Arizona Audit

A full audit of the votes in Maricopa County, the most populous county in Arizona, has been ordered by the state senate. The Democratic Party has filed a lawsuit to try to get a court to forbid the audit.

UPDATE: Judge orders a halt to the audit until Monday. 

UPDATE: AZ Democratic Party fails to post required million dollar bond. Audit back on. 

5 comments:

Christopher B said...

The cleanest election in history .... that we don't want anybody to review.

J Melcher said...

Does one house of a bi-cameral legislature have the authority to require this?

"Request", sure. Very reasonable. But I'm not sure setting up a half-legislature with authority over voting procedures is helpful in the current political environment. I assume the other half -- representatives -- can't be persuaded to join the request?

Grim said...

I don't know a great deal about the inner workings of Arizona's system; under ordinary circumstances I would view Arizona's elections as local business into which I ought not to put my nose. Even Georgia's elections are technically no longer my business, though as the state of my birth and upbringing it cannot be of no interest to me.

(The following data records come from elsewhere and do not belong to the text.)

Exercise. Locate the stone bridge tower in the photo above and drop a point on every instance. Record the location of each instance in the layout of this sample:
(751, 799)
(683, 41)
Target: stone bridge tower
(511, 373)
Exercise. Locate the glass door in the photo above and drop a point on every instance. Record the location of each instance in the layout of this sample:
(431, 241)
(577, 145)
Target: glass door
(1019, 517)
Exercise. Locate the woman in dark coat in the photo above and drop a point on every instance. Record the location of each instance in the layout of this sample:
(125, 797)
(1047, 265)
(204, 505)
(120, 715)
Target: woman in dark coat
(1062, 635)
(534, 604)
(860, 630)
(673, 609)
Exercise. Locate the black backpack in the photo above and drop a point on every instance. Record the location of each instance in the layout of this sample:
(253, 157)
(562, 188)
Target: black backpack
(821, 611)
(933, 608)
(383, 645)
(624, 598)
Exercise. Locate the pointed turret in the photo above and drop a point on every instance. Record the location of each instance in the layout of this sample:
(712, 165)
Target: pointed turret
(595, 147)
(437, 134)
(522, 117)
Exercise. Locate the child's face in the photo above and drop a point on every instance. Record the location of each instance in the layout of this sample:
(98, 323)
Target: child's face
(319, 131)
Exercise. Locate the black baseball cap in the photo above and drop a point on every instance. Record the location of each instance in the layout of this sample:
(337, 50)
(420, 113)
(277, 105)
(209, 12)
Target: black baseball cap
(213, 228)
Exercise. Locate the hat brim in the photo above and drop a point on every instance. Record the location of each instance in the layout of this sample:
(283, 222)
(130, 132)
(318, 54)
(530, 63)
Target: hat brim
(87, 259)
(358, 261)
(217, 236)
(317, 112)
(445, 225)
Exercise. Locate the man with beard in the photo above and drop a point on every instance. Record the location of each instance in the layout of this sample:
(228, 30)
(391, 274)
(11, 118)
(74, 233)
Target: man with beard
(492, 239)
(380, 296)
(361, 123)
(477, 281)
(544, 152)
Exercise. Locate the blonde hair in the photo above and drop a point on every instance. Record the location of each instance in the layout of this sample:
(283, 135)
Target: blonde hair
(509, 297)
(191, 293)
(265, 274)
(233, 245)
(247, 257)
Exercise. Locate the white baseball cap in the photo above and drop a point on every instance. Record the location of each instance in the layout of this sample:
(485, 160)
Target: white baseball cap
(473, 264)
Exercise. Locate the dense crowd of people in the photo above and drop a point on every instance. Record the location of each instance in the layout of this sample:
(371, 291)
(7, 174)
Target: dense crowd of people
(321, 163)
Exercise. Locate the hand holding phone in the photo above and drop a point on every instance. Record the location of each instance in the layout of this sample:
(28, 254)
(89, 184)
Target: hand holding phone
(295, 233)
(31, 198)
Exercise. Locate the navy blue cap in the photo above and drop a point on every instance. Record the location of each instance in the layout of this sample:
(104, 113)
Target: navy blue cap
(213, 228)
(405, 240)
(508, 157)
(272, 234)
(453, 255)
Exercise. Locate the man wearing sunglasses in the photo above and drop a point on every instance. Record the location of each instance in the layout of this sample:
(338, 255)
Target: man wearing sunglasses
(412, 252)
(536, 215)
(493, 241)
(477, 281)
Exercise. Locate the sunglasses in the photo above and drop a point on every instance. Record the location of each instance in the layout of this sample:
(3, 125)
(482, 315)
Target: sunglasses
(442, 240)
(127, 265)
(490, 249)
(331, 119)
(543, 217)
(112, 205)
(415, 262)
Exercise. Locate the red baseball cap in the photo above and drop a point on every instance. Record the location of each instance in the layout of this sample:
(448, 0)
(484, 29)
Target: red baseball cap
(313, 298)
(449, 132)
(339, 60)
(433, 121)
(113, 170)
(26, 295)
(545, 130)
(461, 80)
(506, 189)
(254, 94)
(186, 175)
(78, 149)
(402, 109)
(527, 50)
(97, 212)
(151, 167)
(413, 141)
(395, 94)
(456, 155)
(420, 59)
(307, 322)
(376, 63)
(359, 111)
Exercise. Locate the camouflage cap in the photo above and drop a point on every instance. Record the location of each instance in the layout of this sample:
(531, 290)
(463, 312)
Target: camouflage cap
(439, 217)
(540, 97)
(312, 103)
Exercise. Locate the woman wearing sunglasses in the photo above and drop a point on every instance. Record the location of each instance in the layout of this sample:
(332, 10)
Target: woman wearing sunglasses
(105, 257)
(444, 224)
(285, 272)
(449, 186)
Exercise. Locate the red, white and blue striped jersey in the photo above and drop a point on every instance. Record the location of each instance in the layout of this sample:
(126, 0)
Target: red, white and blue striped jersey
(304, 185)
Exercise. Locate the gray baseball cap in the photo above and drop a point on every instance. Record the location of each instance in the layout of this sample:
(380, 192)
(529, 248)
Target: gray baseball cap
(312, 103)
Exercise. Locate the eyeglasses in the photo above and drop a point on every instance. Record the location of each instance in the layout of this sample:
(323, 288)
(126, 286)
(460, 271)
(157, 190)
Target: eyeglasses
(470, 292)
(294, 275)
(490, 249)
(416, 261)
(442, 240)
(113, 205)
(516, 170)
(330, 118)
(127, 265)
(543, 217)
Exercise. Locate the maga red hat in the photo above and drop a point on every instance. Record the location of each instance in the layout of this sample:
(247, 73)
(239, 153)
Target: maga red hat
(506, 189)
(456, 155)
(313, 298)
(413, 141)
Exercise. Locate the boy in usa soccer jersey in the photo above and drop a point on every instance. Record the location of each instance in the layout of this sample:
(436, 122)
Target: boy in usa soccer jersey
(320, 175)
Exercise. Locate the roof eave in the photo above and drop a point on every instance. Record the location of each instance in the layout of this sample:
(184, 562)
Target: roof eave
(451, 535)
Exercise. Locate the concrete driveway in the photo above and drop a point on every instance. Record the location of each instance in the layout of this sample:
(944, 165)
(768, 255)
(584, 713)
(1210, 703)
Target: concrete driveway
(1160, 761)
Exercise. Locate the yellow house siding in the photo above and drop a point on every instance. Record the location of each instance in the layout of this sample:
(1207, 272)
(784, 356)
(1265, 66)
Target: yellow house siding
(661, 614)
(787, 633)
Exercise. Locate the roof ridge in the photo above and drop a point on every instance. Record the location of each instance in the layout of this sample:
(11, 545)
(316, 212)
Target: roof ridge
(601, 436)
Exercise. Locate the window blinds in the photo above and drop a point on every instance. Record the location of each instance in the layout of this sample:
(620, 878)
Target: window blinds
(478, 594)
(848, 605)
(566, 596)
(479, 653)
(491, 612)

It takes a lot to get me this interested in the question of whether a distant state I have never lived in and never shall had a completely honest election.

Christopher B said...

While I don't have specific knowledge of Arizona procedures, in general investigations, i.e. hearings, are often conducted on the authority of one portion of a legislature. For instance, the U.S. Senate has no say in whether or how the U.S. House of Representatives conducts an impeachment investigation, as evidenced by the events of the last few years, and those investigations often have subpoena power.

Aggie said...

For a question like that, I would have to ask: Where is the harm?

This is not a putative change to the laws of the land, or of the regulatory environment. It will not even have a deleterious effect on the ballot evidence or individual privacy. It is simply an assessment, if I understand it correctly.

In the industry, if we wanted to test the integrity of equipment, we would call this a non-destructive inspection, NDI. There are other tests that explore the ultimate strength of material or design by testing to destruction, for proofing purposes. This is not that.

If the audit is conducted with fair oversight access granted to both parties, and to all appearances it is being exhaustively documented, then again: Where is the harm? The benefit is restoring a wide spread faith in the electoral process - whatever the findings may be.